The Democrat who sued to strip President Trump's name off the Kennedy Center now says his board is turning the venue into a "lifeless husk" — and the real scandal is that working Americans are still forced to fund the whole operation.
Rep. Joyce Beatty, D-Ohio, an ex officio board member, filed a lawsuit in December 2025 after the board voted to display Trump's name alongside Kennedy's on the building. Now her lawyers argue in a Friday court filing that the Trump-led board is violating a May court order by "refusing to take any steps to maintain the Center's operations" and will "effectively close the Center as a performing arts venue come July 5, 2026." "They plan to turn the Kennedy Center into a lifeless husk," Beatty's legal team wrote.
The Kennedy Center's lawyers pushed back, telling the court that "the Court's order did not affirmatively require the Board to reschedule programming that had previously been cancelled or to seek new programming."
U.S. District Judge Christopher Cooper's May order blocked the Center's planned two-year closure for renovations and directed that Trump's name be removed from the building — which happened last weekend. Cooper's 94-page opinion noted there were "at least some plans to restart rehearsals, performances and educational programming" but did not explicitly mandate that shows resume immediately. He did write that the board "bears an affirmative duty to carry out the Center's programming and maintain a memorial to President Kennedy. It may not simply stop putting on shows altogether."
The Center says management will present reopening recommendations and the board is weighing three options: a full closure with no programming, a partial closure keeping some areas open, or a phased repair plan restoring full programming. A vote is scheduled for mid-July.
The power struggle started in February 2025, when Trump replaced several trustees and appointed himself chairman. The new board then elected him chair and fired Center president Deborah Rutter. Trump claimed in a May 2025 speech that Rutter's leadership "wasted millions and millions of dollars and handed us a budget deficit of $26 million." He added: "The programming was out of control with rampant political propaganda, DEI, and inappropriate shows."
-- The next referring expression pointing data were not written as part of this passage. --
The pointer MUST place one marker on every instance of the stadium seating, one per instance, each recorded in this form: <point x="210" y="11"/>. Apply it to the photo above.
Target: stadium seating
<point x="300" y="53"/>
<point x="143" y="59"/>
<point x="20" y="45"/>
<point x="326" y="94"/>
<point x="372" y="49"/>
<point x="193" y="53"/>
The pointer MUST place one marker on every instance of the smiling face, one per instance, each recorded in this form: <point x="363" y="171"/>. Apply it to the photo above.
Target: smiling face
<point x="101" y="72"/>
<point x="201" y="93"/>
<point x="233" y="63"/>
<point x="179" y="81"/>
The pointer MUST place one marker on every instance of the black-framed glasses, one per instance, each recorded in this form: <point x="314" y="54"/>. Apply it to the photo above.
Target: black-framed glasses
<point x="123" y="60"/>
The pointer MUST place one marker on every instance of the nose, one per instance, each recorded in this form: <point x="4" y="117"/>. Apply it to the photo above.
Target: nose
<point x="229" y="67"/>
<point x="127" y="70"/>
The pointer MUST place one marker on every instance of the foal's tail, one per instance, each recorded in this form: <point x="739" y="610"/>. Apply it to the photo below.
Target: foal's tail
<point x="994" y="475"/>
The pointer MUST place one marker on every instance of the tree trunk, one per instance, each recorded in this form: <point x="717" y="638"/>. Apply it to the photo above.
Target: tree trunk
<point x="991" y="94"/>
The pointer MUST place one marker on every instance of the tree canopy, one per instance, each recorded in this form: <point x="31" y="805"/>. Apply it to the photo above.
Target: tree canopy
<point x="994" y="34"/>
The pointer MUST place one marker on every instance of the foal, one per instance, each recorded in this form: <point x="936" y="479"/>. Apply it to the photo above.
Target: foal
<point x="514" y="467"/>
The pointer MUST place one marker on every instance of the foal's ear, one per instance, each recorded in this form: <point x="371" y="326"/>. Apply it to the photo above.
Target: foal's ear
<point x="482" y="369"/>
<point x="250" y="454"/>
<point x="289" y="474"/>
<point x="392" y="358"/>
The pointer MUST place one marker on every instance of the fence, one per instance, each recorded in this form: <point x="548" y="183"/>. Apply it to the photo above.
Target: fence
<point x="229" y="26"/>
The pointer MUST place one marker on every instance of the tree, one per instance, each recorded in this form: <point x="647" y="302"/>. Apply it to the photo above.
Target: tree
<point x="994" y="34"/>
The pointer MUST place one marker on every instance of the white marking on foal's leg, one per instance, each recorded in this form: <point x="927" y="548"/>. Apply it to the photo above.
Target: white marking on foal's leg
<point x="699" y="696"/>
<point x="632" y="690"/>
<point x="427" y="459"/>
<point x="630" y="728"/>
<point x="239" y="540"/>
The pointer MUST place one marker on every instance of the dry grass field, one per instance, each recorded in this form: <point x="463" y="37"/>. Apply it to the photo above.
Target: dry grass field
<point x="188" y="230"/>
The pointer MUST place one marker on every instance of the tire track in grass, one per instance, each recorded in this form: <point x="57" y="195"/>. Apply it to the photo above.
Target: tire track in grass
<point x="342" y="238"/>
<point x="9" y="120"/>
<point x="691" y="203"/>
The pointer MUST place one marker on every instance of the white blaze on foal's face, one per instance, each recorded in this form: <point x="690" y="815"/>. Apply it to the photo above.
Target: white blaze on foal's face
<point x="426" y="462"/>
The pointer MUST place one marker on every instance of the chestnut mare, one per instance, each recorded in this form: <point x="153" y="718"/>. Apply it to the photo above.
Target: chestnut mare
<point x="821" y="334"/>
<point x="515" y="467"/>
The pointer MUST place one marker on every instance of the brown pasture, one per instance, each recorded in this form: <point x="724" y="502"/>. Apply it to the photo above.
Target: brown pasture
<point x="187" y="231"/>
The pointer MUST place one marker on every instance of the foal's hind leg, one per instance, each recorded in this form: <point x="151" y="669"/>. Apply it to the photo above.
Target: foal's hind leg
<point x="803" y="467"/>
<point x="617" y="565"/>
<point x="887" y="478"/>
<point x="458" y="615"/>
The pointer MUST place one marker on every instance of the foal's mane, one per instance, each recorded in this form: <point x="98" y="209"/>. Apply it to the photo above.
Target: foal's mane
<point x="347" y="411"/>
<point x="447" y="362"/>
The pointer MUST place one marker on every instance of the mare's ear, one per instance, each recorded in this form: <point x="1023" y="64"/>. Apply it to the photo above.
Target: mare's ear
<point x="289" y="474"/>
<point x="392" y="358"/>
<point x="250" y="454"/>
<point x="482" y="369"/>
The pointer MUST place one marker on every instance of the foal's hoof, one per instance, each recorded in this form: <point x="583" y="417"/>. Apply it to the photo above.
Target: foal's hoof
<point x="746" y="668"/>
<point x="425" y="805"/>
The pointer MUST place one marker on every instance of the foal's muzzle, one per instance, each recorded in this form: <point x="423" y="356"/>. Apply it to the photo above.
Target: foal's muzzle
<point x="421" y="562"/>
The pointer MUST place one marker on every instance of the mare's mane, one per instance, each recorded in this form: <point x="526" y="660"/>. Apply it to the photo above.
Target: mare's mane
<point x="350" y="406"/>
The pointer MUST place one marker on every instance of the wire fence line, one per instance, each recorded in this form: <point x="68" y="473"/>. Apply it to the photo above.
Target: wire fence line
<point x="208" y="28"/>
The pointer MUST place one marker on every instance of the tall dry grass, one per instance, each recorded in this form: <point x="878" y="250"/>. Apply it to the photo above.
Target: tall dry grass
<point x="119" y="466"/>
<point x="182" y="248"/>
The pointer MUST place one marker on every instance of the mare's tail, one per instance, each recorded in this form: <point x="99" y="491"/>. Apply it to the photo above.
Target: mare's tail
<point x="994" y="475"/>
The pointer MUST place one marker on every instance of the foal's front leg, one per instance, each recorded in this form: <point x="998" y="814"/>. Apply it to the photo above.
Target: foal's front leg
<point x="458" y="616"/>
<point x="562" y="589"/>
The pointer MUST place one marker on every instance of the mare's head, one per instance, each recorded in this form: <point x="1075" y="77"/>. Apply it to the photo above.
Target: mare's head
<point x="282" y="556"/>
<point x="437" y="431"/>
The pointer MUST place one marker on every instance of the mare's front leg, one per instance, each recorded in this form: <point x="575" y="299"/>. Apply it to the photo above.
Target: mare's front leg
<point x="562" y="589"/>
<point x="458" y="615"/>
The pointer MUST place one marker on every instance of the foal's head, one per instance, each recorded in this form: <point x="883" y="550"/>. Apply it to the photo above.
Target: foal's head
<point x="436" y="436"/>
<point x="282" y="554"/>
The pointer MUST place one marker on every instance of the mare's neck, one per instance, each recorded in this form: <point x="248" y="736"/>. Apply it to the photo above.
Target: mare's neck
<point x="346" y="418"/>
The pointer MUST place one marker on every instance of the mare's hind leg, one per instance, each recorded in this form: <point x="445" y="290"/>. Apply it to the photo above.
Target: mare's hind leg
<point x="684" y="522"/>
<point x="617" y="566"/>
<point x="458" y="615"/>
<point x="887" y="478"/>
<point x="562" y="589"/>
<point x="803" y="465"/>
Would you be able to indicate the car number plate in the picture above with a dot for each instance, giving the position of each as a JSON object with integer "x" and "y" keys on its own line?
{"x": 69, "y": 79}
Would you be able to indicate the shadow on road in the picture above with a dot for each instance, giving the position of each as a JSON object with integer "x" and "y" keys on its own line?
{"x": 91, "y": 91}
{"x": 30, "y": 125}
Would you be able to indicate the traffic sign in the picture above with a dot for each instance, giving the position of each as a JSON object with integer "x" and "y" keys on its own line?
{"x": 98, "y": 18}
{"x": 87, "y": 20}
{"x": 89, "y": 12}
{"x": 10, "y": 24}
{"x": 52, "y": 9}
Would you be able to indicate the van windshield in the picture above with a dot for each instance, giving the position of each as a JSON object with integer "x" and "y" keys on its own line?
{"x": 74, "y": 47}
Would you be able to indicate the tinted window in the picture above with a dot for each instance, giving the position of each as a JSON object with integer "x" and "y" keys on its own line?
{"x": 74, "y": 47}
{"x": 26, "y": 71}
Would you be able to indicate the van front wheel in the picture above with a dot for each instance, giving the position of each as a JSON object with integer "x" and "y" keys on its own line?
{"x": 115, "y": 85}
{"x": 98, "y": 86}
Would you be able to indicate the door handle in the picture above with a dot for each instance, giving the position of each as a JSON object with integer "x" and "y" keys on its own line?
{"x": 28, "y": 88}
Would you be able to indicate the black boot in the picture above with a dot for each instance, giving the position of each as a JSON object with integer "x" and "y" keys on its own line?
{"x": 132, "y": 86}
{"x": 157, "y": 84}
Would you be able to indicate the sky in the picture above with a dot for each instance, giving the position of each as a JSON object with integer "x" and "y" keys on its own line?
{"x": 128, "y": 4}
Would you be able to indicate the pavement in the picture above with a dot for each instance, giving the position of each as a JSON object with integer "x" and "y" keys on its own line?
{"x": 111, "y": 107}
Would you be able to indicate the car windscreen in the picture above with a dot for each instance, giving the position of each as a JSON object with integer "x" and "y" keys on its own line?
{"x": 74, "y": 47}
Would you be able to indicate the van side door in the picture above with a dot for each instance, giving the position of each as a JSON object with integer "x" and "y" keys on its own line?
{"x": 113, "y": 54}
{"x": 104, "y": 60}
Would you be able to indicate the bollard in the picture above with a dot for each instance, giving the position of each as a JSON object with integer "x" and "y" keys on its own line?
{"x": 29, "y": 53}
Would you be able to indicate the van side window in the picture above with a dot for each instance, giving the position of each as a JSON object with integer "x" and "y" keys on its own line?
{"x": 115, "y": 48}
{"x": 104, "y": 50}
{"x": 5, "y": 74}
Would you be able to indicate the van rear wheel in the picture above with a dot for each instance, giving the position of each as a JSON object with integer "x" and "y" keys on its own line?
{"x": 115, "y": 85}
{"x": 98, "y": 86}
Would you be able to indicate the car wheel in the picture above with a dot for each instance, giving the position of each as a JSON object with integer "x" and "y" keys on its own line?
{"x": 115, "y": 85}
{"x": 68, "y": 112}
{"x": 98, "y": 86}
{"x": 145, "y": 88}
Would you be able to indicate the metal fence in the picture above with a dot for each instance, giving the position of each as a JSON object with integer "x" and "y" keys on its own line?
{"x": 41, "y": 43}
The new board also stripped all 23 ex officio members — including Democrats like Chuck Schumer and Trump administration officials — of voting rights.
Fox News framed the story around Beatty's hypocrisy in fighting Trump's name while now demanding he keep the lights on. What neither side wants to discuss: the Kennedy Center sits on federal land, gets federal appropriations, and serves an audience that doesn't include the truck drivers and warehouse workers footing the bill. Trump was right about the DEI programming and the deficit. Beatty has a point that the board appears to be letting the venue wither. Both are arguing over who gets to steer a taxpayer-subsidized institution that the taxpayers themselves rarely set foot in.
The question neither party will ask is the only one that matters: why does the federal government fund a performing arts center at all?